When professor Matthew Robinson attended St. Thomas University in the mid-80s, he would go to The Cellar Pub and Grill with his friends after class.
“You’d often spend the rest of the afternoon eating Fatty Fatty Grilled Cheese, drinking really cheap beer and [discussing] your classes — or [getting] into an argument about a book you read,” said Robinson.
Robinson, who now teaches American literature, graduated from STU in 1988. In his day, Edmund Casey Hall was the smoking lounge.
“It was packed in there, everybody sort of came together in that room and that’s where all the real talking happened,” said Robinson.
He said discussions ranged from politics to philosophy depending on the day. A mix of students, teachers and even people from outside the university would take part in the conversation.
“It was a social experience,” said Robinson.
As a student at STU in the early 2000s, Vivien Zelazny remembers hanging out in Sir James Dunn Hall and taking long lunch breaks with friends where she would eat bagels with cream cheese.
Zelazny now teaches at her alma mater as a great books professor and campus minister.
Growing up being interested in the human condition and reading books, Zelazny said STU seemed like the natural choice.
“I did the Aquinas program my first year … having this close-knit community with other students who are interested in reading books,” said Zelazny.
She graduated from STU with a double honours in great books and English in 2006. Zelazny came back to Fredricton when her husband, Matt Dinan, was offered a full-time teaching position at STU in 2014.
As a professor, she loves the Great Hall — especially the lights, big windows and comfy chairs.
“I enjoy seeing current students just sitting all around me, reading their books or talking to each other,” said Zelazny.
Robinson said the best part of his student experience was the sense of community.
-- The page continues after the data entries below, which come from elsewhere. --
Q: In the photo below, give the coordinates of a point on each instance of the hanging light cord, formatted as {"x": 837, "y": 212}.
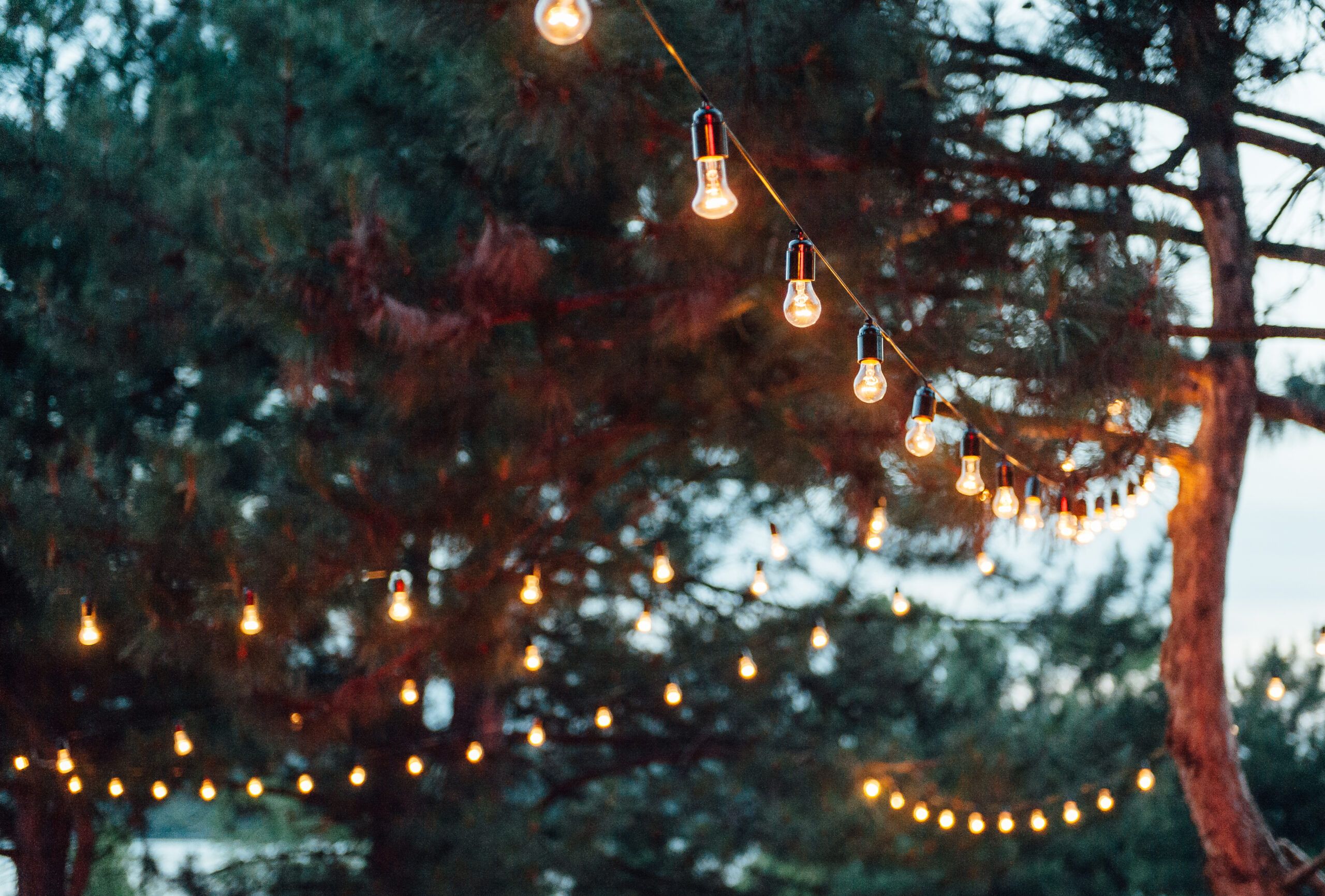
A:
{"x": 851, "y": 293}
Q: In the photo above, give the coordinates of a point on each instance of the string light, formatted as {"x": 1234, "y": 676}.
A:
{"x": 802, "y": 306}
{"x": 249, "y": 622}
{"x": 562, "y": 22}
{"x": 663, "y": 570}
{"x": 88, "y": 631}
{"x": 970, "y": 481}
{"x": 709, "y": 140}
{"x": 920, "y": 433}
{"x": 870, "y": 384}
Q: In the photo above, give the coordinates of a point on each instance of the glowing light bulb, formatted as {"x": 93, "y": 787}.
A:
{"x": 88, "y": 631}
{"x": 533, "y": 590}
{"x": 760, "y": 585}
{"x": 249, "y": 621}
{"x": 399, "y": 609}
{"x": 777, "y": 549}
{"x": 985, "y": 564}
{"x": 1005, "y": 496}
{"x": 562, "y": 22}
{"x": 663, "y": 570}
{"x": 1276, "y": 689}
{"x": 183, "y": 746}
{"x": 970, "y": 481}
{"x": 819, "y": 637}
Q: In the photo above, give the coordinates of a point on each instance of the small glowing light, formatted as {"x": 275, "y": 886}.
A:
{"x": 1276, "y": 689}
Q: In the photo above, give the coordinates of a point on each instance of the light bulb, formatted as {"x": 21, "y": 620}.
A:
{"x": 663, "y": 570}
{"x": 819, "y": 638}
{"x": 399, "y": 609}
{"x": 970, "y": 481}
{"x": 1276, "y": 689}
{"x": 249, "y": 621}
{"x": 760, "y": 585}
{"x": 533, "y": 659}
{"x": 562, "y": 22}
{"x": 532, "y": 592}
{"x": 985, "y": 564}
{"x": 777, "y": 549}
{"x": 802, "y": 306}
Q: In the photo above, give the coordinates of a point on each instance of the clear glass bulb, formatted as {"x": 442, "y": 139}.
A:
{"x": 802, "y": 306}
{"x": 970, "y": 481}
{"x": 564, "y": 22}
{"x": 715, "y": 198}
{"x": 920, "y": 438}
{"x": 871, "y": 384}
{"x": 1005, "y": 503}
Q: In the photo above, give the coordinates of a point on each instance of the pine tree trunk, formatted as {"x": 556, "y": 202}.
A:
{"x": 1242, "y": 858}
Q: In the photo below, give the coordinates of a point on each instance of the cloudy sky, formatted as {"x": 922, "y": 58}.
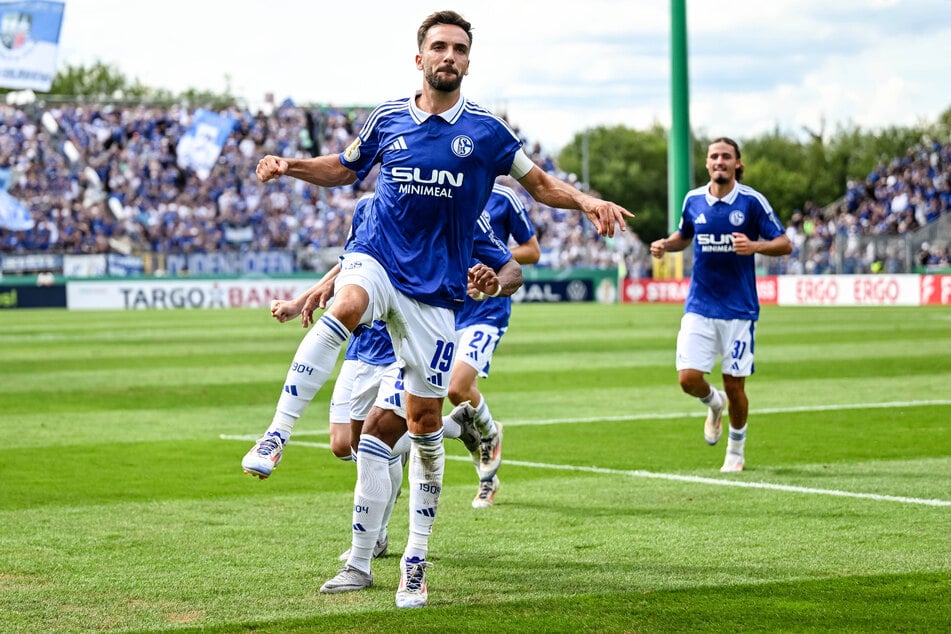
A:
{"x": 553, "y": 68}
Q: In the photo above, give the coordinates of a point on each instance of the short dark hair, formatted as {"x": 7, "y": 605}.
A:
{"x": 442, "y": 17}
{"x": 736, "y": 146}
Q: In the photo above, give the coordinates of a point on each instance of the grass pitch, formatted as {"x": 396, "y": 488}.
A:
{"x": 123, "y": 507}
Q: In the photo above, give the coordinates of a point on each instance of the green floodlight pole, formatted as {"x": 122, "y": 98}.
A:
{"x": 680, "y": 143}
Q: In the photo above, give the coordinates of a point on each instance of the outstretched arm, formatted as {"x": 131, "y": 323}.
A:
{"x": 485, "y": 282}
{"x": 779, "y": 245}
{"x": 304, "y": 304}
{"x": 554, "y": 192}
{"x": 325, "y": 171}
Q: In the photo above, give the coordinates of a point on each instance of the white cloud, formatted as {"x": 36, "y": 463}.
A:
{"x": 555, "y": 70}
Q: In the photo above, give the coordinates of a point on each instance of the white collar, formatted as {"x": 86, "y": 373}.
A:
{"x": 449, "y": 116}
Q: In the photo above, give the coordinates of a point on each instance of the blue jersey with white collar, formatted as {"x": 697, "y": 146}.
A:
{"x": 436, "y": 174}
{"x": 508, "y": 218}
{"x": 723, "y": 284}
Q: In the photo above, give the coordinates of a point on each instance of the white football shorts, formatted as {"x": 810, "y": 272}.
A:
{"x": 390, "y": 395}
{"x": 424, "y": 336}
{"x": 476, "y": 344}
{"x": 702, "y": 339}
{"x": 355, "y": 390}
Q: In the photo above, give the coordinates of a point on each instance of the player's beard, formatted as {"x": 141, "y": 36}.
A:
{"x": 441, "y": 84}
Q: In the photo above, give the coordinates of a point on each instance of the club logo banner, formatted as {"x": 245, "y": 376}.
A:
{"x": 29, "y": 43}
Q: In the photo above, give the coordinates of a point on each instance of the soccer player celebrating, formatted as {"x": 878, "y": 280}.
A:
{"x": 439, "y": 156}
{"x": 727, "y": 222}
{"x": 480, "y": 326}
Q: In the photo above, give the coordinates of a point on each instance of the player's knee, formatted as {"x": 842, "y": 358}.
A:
{"x": 340, "y": 448}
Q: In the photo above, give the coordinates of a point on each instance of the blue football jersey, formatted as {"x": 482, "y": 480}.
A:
{"x": 370, "y": 344}
{"x": 508, "y": 218}
{"x": 723, "y": 284}
{"x": 436, "y": 175}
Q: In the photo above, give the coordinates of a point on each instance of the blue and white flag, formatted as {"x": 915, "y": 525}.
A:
{"x": 13, "y": 214}
{"x": 201, "y": 145}
{"x": 29, "y": 43}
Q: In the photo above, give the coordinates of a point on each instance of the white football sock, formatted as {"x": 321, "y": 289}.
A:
{"x": 483, "y": 420}
{"x": 313, "y": 362}
{"x": 736, "y": 440}
{"x": 370, "y": 498}
{"x": 427, "y": 461}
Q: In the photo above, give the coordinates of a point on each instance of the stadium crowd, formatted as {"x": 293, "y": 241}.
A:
{"x": 105, "y": 178}
{"x": 896, "y": 198}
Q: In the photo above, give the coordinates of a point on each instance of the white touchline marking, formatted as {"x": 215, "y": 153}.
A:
{"x": 694, "y": 413}
{"x": 726, "y": 481}
{"x": 637, "y": 473}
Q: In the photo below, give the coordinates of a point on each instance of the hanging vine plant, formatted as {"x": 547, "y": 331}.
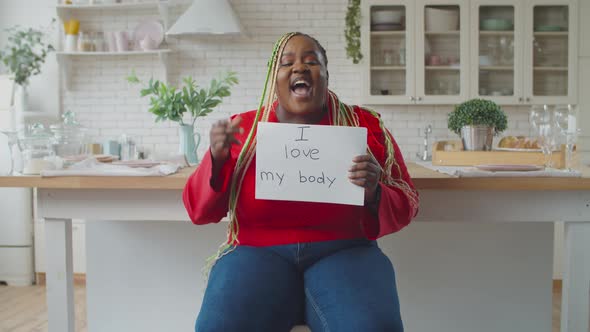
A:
{"x": 352, "y": 31}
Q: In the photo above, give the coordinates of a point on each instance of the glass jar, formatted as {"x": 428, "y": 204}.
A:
{"x": 70, "y": 137}
{"x": 38, "y": 153}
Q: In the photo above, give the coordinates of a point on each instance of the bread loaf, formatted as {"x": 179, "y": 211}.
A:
{"x": 518, "y": 142}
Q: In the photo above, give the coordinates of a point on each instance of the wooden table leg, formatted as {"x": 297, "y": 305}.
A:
{"x": 60, "y": 285}
{"x": 575, "y": 302}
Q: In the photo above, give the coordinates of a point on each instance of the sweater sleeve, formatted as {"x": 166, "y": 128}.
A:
{"x": 398, "y": 203}
{"x": 206, "y": 198}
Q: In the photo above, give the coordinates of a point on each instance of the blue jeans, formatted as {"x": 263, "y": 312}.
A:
{"x": 337, "y": 286}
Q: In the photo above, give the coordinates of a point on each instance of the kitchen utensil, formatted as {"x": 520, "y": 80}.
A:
{"x": 122, "y": 41}
{"x": 38, "y": 152}
{"x": 71, "y": 43}
{"x": 12, "y": 156}
{"x": 70, "y": 136}
{"x": 128, "y": 148}
{"x": 147, "y": 44}
{"x": 151, "y": 29}
{"x": 111, "y": 147}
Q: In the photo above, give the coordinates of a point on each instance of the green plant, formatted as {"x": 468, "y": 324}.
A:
{"x": 24, "y": 53}
{"x": 168, "y": 103}
{"x": 477, "y": 112}
{"x": 352, "y": 31}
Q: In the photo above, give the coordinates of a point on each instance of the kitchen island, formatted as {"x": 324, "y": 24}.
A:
{"x": 478, "y": 257}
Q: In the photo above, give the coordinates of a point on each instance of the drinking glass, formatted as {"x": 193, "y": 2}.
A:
{"x": 13, "y": 150}
{"x": 565, "y": 120}
{"x": 541, "y": 121}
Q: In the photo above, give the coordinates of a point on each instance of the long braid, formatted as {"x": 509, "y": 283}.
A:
{"x": 340, "y": 115}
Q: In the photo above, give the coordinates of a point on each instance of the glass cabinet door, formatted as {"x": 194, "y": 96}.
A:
{"x": 550, "y": 76}
{"x": 497, "y": 65}
{"x": 441, "y": 51}
{"x": 389, "y": 79}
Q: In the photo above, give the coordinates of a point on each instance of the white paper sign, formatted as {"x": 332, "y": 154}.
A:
{"x": 308, "y": 163}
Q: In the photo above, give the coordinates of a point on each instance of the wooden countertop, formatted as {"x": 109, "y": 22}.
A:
{"x": 423, "y": 178}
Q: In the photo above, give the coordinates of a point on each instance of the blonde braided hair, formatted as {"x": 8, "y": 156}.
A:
{"x": 340, "y": 115}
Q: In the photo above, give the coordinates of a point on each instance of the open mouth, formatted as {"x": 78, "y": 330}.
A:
{"x": 301, "y": 88}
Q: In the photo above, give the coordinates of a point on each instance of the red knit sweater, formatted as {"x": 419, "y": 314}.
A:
{"x": 271, "y": 222}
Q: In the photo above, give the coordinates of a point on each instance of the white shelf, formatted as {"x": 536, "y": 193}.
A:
{"x": 65, "y": 62}
{"x": 388, "y": 68}
{"x": 551, "y": 34}
{"x": 550, "y": 69}
{"x": 496, "y": 33}
{"x": 66, "y": 12}
{"x": 442, "y": 33}
{"x": 442, "y": 67}
{"x": 151, "y": 52}
{"x": 388, "y": 33}
{"x": 63, "y": 10}
{"x": 497, "y": 68}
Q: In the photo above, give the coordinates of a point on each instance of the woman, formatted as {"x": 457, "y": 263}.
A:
{"x": 291, "y": 262}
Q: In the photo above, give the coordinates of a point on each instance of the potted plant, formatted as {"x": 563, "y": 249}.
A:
{"x": 23, "y": 56}
{"x": 352, "y": 31}
{"x": 169, "y": 103}
{"x": 476, "y": 121}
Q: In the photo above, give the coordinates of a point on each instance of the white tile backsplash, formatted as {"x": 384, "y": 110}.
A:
{"x": 106, "y": 103}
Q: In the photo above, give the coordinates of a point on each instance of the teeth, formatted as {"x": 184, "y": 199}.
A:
{"x": 301, "y": 82}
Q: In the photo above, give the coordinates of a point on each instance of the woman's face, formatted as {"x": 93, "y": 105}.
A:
{"x": 302, "y": 80}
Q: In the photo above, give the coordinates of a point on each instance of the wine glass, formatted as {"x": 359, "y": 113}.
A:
{"x": 12, "y": 141}
{"x": 565, "y": 120}
{"x": 544, "y": 128}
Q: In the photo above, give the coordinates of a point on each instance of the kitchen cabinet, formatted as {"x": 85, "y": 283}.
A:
{"x": 98, "y": 14}
{"x": 524, "y": 52}
{"x": 447, "y": 51}
{"x": 418, "y": 58}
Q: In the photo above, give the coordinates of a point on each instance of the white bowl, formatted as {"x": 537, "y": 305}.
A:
{"x": 439, "y": 19}
{"x": 386, "y": 16}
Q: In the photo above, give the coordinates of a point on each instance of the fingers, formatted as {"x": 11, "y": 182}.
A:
{"x": 222, "y": 136}
{"x": 365, "y": 172}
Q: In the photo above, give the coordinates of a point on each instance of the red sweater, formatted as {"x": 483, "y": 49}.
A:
{"x": 271, "y": 222}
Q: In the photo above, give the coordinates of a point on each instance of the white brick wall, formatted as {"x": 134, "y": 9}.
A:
{"x": 110, "y": 107}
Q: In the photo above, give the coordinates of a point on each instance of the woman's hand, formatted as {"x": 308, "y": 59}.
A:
{"x": 222, "y": 136}
{"x": 366, "y": 172}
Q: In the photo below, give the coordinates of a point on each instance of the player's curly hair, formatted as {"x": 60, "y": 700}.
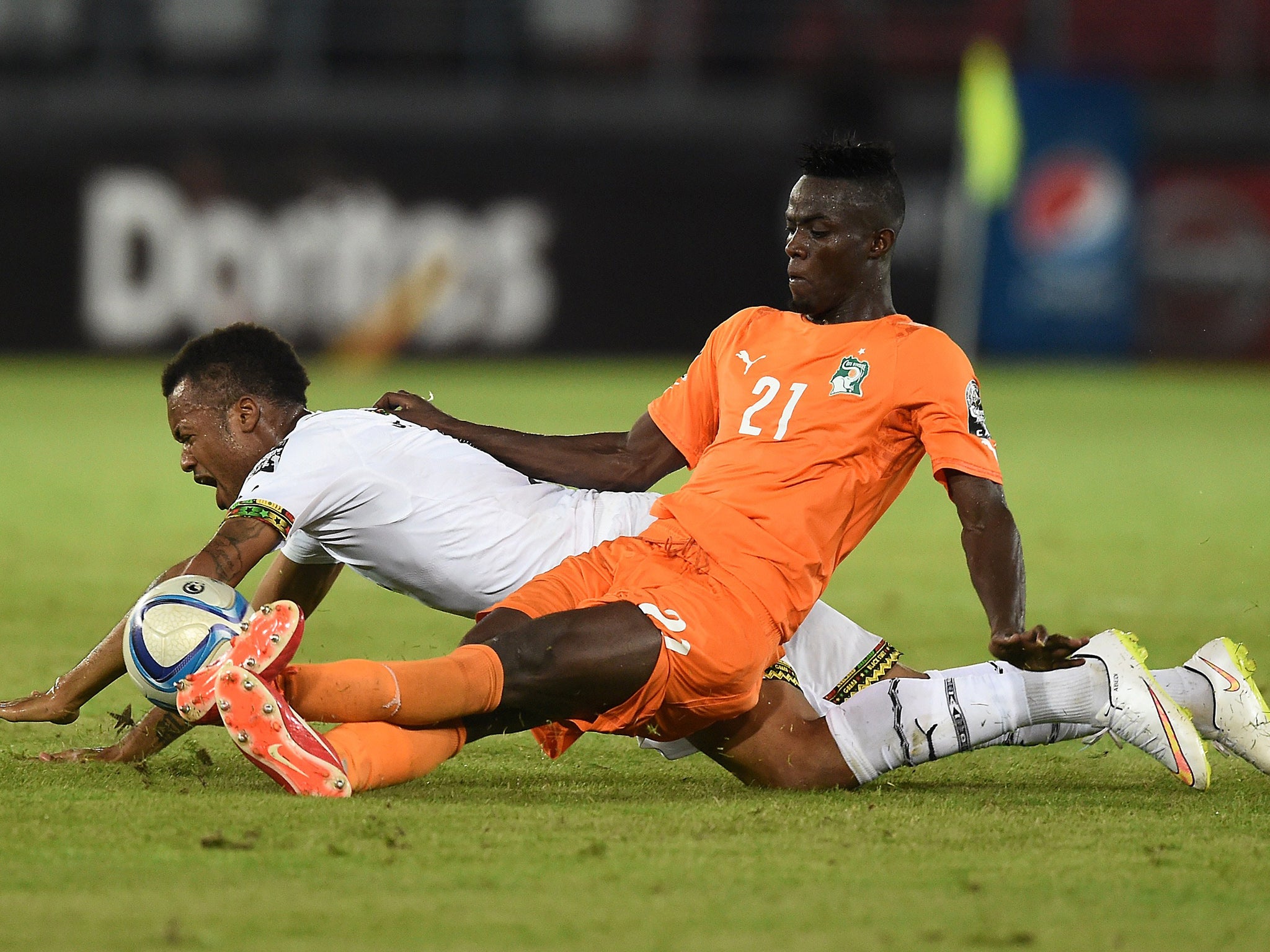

He said the campus is small and centralized, which allows students to spend time together in communal spaces like the courtyard.
He said that STU was like a greenhouse and he and his fellow classmates were the young plants with room to grow.
“[We] probably wouldn’t have survived in the real world yet,” said Robinson. “But we had these four years in the greenhouse to be as nerdy as we always hoped we could be.”